One the one hand this is super cool and maybe very beneficial, something I defin...

gordon_freeman · 2025-07-17T17:34:05 1752773645

This.

Recently I uploaded screenshot of movie show timing at a specific theatre and asked ChatGPT to find the optimal time for me to watch the movie based on my schedule.

It did confidently find the perfect time and even accounted for the factors such as movies in theatre start 20 mins late due to trailers and ads being shown before movie starts. The only problem: it grabbed the times from the screenshot totally incorrectly which messed up all its output and I tried and tried to get it to extract the time accurately but it didn’t and ultimately after getting frustrated I lost the trust in its ability. This keeps happening again and again with LLMs.

barbazoo · 2025-07-17T19:02:59 1752778979

And this is actually a great use of Agents because they can go and use the movie theater's website to more reliably figure out when movies start. I don't think they're going to feed screenshots in to the LLM.

tootyskooty · 2025-07-17T17:56:56 1752775016

Honestly might be more indicative of how far behind vision is than anything.

Despite the fact that CV was the first real deep learning breakthrough VLMs have been really disappointing. I'm guessing it's in part due to basic interleaved web text+image next token prediction being a weak signal to develop good image reasoning.

polytely · 2025-07-17T18:04:37 1752775477

Is there anyone trying to solve OCR, I often think of that annas-archive blog about how we basically just have to keep shadow libraries alive long enough until the conversion from pdf to plaintext is solved.

https://annas-archive.org/blog/critical-window.html

I hope one of these days one of these incredibly rich LLM companies accidentally solves this or something, would be infinitely more beneficial to mankind than the awful LLM products they are trying to make

Metricon · 2025-07-18T02:33:46 1752806026

You may want to have a look at Mistral OCR: https://mistral.ai/news/mistral-ocr

kurtis_reed · 2025-07-17T18:46:42 1752778002

This... what?

SlavikCA · 2025-07-17T17:43:16 1752774196

That is the problem. LLMs can't be trusted.

I was searching on HuggingFace for the model which can fit on my system RAM + VRAM. And the way HuggingFace shows the models - bunch of files, showing size for each file, but doesn't show the total. I copy-pasted that page to LLM and asked to count the total. Some of LLMs counted correctly, and some - confidently gave me totally wrong number.

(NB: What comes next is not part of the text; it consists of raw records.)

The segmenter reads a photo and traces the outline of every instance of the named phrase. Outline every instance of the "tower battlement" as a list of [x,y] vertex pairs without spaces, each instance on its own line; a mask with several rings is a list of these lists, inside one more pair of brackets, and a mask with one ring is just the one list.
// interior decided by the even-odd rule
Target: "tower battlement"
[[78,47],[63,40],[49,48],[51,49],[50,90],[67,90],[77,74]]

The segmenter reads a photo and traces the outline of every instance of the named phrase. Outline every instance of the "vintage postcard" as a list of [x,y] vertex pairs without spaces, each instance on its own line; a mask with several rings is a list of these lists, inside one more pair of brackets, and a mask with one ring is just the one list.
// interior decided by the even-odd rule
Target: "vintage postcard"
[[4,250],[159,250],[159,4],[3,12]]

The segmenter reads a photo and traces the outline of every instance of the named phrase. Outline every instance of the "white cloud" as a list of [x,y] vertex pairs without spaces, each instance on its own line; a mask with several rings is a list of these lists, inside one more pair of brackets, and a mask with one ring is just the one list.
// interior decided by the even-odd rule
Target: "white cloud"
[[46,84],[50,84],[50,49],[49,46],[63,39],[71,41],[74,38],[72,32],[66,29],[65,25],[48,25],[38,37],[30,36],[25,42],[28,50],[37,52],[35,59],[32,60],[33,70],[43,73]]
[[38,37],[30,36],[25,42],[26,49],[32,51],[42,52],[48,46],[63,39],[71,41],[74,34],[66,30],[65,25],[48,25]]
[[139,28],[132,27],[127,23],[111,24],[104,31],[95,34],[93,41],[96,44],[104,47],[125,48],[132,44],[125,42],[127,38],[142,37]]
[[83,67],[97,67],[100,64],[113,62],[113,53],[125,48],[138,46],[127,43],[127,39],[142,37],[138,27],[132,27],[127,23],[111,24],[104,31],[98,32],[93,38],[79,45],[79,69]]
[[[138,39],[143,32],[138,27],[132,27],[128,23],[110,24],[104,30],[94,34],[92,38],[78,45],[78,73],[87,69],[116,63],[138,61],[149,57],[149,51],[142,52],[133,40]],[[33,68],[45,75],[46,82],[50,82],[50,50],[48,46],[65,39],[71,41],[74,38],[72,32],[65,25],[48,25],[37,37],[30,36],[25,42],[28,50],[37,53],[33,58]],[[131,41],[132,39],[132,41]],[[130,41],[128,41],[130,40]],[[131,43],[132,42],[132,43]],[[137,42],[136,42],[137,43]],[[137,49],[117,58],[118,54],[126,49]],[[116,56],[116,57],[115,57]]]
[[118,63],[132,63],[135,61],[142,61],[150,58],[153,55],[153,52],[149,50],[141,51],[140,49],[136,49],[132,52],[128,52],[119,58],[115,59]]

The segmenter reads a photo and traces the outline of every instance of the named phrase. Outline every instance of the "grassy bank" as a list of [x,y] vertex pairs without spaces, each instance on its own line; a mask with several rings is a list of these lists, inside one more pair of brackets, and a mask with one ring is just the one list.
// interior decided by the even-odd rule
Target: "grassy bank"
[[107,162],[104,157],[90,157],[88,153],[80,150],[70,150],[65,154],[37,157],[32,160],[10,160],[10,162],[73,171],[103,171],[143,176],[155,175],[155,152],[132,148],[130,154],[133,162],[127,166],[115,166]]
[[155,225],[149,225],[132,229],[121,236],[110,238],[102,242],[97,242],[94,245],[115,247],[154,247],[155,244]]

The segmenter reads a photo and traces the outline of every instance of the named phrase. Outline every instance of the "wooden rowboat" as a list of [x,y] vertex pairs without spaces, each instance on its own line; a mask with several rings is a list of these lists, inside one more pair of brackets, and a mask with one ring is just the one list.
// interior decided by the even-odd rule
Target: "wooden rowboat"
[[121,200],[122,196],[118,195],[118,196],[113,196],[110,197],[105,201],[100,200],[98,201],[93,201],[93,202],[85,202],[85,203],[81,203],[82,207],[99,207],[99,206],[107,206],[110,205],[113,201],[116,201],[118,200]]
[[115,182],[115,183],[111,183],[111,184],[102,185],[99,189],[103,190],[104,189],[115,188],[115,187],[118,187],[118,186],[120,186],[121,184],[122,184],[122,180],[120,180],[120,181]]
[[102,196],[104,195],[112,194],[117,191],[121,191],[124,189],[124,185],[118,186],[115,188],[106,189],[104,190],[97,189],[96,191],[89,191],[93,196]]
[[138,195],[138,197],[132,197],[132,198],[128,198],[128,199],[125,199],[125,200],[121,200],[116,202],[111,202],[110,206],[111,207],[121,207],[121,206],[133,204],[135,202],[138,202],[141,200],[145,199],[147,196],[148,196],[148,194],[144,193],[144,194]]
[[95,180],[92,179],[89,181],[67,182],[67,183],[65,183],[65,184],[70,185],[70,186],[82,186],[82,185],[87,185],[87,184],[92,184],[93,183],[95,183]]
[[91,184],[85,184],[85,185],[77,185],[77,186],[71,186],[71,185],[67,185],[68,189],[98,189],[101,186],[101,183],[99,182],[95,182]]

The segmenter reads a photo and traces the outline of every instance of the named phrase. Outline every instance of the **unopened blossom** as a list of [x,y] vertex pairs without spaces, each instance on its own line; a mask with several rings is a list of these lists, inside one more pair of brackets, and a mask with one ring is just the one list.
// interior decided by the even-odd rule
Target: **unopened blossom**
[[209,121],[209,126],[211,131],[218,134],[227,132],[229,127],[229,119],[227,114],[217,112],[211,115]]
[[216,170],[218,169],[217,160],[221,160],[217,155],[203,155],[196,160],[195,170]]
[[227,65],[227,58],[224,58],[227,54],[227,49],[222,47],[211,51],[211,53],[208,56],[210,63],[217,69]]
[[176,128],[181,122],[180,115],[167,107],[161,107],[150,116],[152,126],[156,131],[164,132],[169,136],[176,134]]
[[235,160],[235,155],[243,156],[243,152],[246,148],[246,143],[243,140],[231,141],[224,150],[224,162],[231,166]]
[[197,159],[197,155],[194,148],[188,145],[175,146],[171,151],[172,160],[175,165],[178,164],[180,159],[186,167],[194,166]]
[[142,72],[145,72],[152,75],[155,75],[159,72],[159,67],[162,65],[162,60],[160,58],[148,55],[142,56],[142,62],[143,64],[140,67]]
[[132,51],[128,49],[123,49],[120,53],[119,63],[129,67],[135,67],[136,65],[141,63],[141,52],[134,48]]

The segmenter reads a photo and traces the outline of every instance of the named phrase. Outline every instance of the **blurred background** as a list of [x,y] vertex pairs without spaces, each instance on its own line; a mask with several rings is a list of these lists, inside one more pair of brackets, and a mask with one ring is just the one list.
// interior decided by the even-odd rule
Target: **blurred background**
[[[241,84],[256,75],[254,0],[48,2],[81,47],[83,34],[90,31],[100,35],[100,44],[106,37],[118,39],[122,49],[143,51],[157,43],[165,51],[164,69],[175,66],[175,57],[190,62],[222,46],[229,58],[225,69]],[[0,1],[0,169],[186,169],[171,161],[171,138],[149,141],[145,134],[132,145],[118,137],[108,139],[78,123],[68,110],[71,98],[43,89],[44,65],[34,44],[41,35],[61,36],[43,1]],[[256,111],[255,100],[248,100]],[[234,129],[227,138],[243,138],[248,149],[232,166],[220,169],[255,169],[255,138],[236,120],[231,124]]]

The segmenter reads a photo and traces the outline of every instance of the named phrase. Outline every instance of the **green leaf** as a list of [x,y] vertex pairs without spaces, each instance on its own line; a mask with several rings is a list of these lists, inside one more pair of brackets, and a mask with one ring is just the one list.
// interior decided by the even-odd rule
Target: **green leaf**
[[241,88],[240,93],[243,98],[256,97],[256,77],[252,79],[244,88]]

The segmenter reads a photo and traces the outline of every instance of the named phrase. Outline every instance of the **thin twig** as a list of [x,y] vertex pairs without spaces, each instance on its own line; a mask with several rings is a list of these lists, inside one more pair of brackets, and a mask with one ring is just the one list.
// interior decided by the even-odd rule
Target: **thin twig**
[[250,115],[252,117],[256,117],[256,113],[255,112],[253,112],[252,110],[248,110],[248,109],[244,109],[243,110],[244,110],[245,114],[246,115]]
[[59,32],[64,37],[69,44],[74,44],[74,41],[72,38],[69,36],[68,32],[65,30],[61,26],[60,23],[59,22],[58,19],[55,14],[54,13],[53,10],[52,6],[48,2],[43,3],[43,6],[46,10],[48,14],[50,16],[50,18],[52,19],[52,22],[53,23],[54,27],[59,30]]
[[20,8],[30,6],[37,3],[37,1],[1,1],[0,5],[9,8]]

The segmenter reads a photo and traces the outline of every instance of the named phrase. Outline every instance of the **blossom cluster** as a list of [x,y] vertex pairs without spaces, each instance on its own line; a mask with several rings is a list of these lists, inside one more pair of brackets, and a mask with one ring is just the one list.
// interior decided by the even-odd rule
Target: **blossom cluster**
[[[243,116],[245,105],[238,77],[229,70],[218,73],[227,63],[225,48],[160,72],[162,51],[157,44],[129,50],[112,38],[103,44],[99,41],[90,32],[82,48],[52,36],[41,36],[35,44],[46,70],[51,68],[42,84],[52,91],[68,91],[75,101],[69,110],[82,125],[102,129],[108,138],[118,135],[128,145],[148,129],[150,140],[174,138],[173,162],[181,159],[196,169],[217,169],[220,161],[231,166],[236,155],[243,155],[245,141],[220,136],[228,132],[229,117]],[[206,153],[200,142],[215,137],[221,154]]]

And that's not that complicated question.

seydor · 2025-07-17T19:58:25 1752782305

also LLMs mistakes tend to pile up , multiplying like probabilities. I wonder how scrabled a computer will be after some hours of use

ActorNightly · 2025-07-17T19:32:01 1752780721

Im currently working on a way to basically make LLM spit out any data processing answer as code which is then automatically executed, and verified, with additional context. So things like hallucinations are reduced pretty much to zero, given that the wrapper will say that the model could not determine a real answer.

tomjen3 · 2025-07-17T20:31:25 1752784285

Based on the live stream, so does OpenAI.

But of course humans makes a multitude of mistakes too.